Osservandoli mi sono chiesto, perché in un colloquio nel quale dovrebbe interessare più il lato professionale, loro si svegliano quando parlo di me e della caritativa. Non ho ancora una risposta a questa domanda.
Comunque, ho iniziato a parlare di cosa fosse per me la caritativa, e quello che facciamo: far studiare i bambini delle elementari nell’oratorio di San Giuseppe; far giocare i bimbi di Cometa una volta al mese mentre i genitori hanno degli incontri; dare una mano ad una nostra amica che fa la catechista, la giornata trascorsa in Emilia a spalare e a comporre i pacchi di prima necessità; il Banco Alimentare.
Ho mostrato due slide riguardanti questi gesti, e assieme alle immagini anche lo scopo preso da Il senso della caritativa: «Innanzitutto la natura nostra ci dà l’esigenza di interessarci degli altri.
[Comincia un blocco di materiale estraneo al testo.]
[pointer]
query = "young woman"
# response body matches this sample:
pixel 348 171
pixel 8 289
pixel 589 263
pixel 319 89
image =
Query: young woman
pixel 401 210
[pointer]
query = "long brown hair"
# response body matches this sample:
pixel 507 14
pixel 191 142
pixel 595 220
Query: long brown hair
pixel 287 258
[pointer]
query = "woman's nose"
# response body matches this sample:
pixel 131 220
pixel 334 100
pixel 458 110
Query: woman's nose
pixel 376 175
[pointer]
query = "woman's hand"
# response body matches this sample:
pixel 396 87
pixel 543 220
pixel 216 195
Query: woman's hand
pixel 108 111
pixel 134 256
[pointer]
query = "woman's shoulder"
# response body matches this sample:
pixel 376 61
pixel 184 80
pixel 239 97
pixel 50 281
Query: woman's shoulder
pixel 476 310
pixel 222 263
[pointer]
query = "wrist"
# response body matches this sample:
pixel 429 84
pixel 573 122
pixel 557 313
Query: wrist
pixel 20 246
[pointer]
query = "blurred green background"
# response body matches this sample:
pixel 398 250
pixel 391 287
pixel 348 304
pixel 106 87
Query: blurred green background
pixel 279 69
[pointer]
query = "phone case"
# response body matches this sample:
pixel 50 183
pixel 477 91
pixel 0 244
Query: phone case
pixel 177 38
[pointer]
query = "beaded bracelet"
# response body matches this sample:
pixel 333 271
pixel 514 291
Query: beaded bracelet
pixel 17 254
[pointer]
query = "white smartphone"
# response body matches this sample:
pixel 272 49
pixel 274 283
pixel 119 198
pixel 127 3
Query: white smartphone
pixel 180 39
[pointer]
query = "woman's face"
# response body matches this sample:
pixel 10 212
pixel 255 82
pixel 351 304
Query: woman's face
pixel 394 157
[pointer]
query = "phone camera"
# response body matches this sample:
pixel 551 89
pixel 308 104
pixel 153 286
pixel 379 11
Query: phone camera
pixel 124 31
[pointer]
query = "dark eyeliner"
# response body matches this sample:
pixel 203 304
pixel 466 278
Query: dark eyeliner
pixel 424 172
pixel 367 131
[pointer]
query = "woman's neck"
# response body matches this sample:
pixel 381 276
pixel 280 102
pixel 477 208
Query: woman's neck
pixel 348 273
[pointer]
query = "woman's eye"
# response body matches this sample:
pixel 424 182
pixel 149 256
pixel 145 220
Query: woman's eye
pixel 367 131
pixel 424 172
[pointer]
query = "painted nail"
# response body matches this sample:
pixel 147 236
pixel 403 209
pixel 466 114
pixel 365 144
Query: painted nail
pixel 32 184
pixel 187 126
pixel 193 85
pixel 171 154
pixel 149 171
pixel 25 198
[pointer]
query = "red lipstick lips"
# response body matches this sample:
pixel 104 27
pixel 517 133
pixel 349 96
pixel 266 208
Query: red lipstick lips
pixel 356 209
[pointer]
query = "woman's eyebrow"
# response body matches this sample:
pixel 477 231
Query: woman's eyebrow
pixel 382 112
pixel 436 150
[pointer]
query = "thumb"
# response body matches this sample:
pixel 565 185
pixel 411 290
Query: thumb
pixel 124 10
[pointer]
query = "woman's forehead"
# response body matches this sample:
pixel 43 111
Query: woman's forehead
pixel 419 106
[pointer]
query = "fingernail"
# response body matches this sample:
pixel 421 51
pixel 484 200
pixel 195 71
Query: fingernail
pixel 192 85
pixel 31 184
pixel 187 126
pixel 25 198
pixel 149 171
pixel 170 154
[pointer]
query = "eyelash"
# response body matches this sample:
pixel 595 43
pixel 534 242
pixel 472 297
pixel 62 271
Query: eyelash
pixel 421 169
Quando c’è qualcosa di bello in noi, noi ci sentiamo spinti a comunicarlo agli altri. Quando si vedono altri che stanno peggio di noi, ci sentiamo spinti ad aiutarli in qualcosa di nostro. Tale esigenza è talmente originale, talmente naturale, che è in noi prima ancora che ne siamo coscienti e noi la chiamiamo giustamente legge dell’esistenza. Noi andiamo in “caritativa” per soddisfare questa esigenza».
Alla fine, mi hanno detto che avevo centrato in pieno il punto focale di quel colloquio. Quando sono uscito ero contentissimo, non perché mi avevano detto che ero stato bravo, ma perché avevo incontrato i miei prof e la commissione esterna parlando di me, di quello che è importante per me. Ringrazio i miei amici e questa compagnia perché senza una consapevolezza e un’amicizia così non sarei mai riuscito a raccontare tutto questo.